Non-constant variance of error terms
Again this can be revealed by examining the residuals. Consider transformation of the predictors to remove non-constant variance. The figure below shows residuals demonstrating non-constant variance, and shows this being mitigated to a great extent by log transforming the data.
Outliers
- Observations for which \(y_i\) is unusual given \(x_i\) (see point ‘20’ in figure 3.12)
- Often outliers are mistakes in data collection and can be removed, but could also be an indicator of a deficient model.
- Detect outliers by plotting studentized residuals (residual \(e_i\) divided by the estimated error) and look for residuals larger then 3 standard deviations in absolute value.
- An outlier may not effect the fit much but can have dramatic effect on the RSE.
- We need to identify these before fitting the model
High Leverage Points
- These are points with unusual values of \(x_i\) (see point ‘41’ in figure 3.13)
- These points can have large impact on the fit, as in the example, including point 41 pulls slope up significantly.
- Use leverage statistic to identify high leverage points before fitting the model, which can be hard to identify in multiple regression.
Collinearity
Two predictor variables are closely related to one another.
The problem is that it’s difficult to separate out the individual effect of each one on the reponse.
Often can be addressed with by:
- Dropping one of the highly correlated predictors or
- Combining correlated predictors into one variable.
Multicollinearity (collinearity involving 3 or more predictors) is not so easy to identify.
Use Variance inflation factor, which is the ratio of the variance of \(\hat{\beta_j}\) when fitting the full model to fitting the parameter on its own. Can be computed using the formula: \[VIF(\hat{\beta_j}) = \frac{1}{1-R^2_{X_j|X_{-j}}}\]
- where \(R^2_{X_j|X_{-j}}\) is the \(R^2\) from a regression of \(X_j\) onto all the other predictors.
- large \(VIF\) indicates the presence of collinearty
Answers to the Marketing Plan questions
Is there a relationship between advertising budget and sales?
Tool: Multiple regression, look at F-statistic.
How strong is the relationship between advertising budget and sales?
Tool: \(R^2\) and RSE
Which media are associated with sales?
Tool: model selection approaches e.g. p-values for each predictor’s t-statistic. Explored further in chapter 6.
How large is the association between each medium and sales?
Tool: Confidence intervals on \(\hat{\beta_j}\). Narrow CI is a strong evidence for association
How accurately can we predict future sales?
Tool: Prediction intervals for individual response, confidence intervals for average response.

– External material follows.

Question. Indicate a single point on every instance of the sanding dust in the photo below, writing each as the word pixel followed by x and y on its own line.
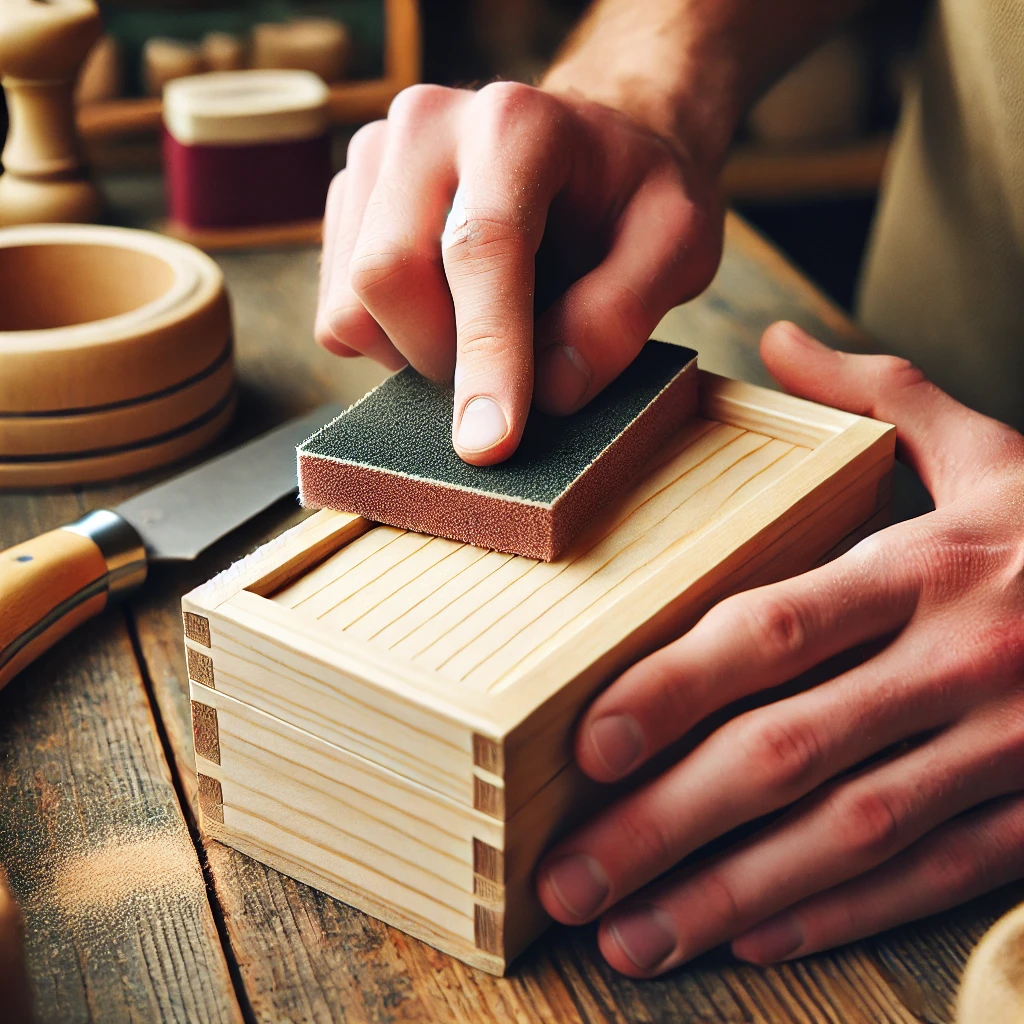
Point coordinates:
pixel 114 873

Is the relationship linear?
Tool: Residual Plots
Is there synergy among the advertising media?
Tool: Interaction terms and the significance of interaction term’s coefficient.
Comparison of Linear Regression with K-Nearest Neighbors
- This section examines the K-nearest neighbor (KNN) method (a non-parameteric method).
- Non-parametric methods doesn’t make assumptions about the form of \(f(X)\) (e.g. linearity)
- This is essentially a \(K\)-point moving average.
- \(K\) determines the model smoothness
- Small value: low bias & high variance
- High value: high bias & low variance
- This serves to illustrate the Bias-Variance trade-off nicely.
- However, parameteric methods outperform non-parameteric methods if the assumptions made were close to the true \(f(X)\).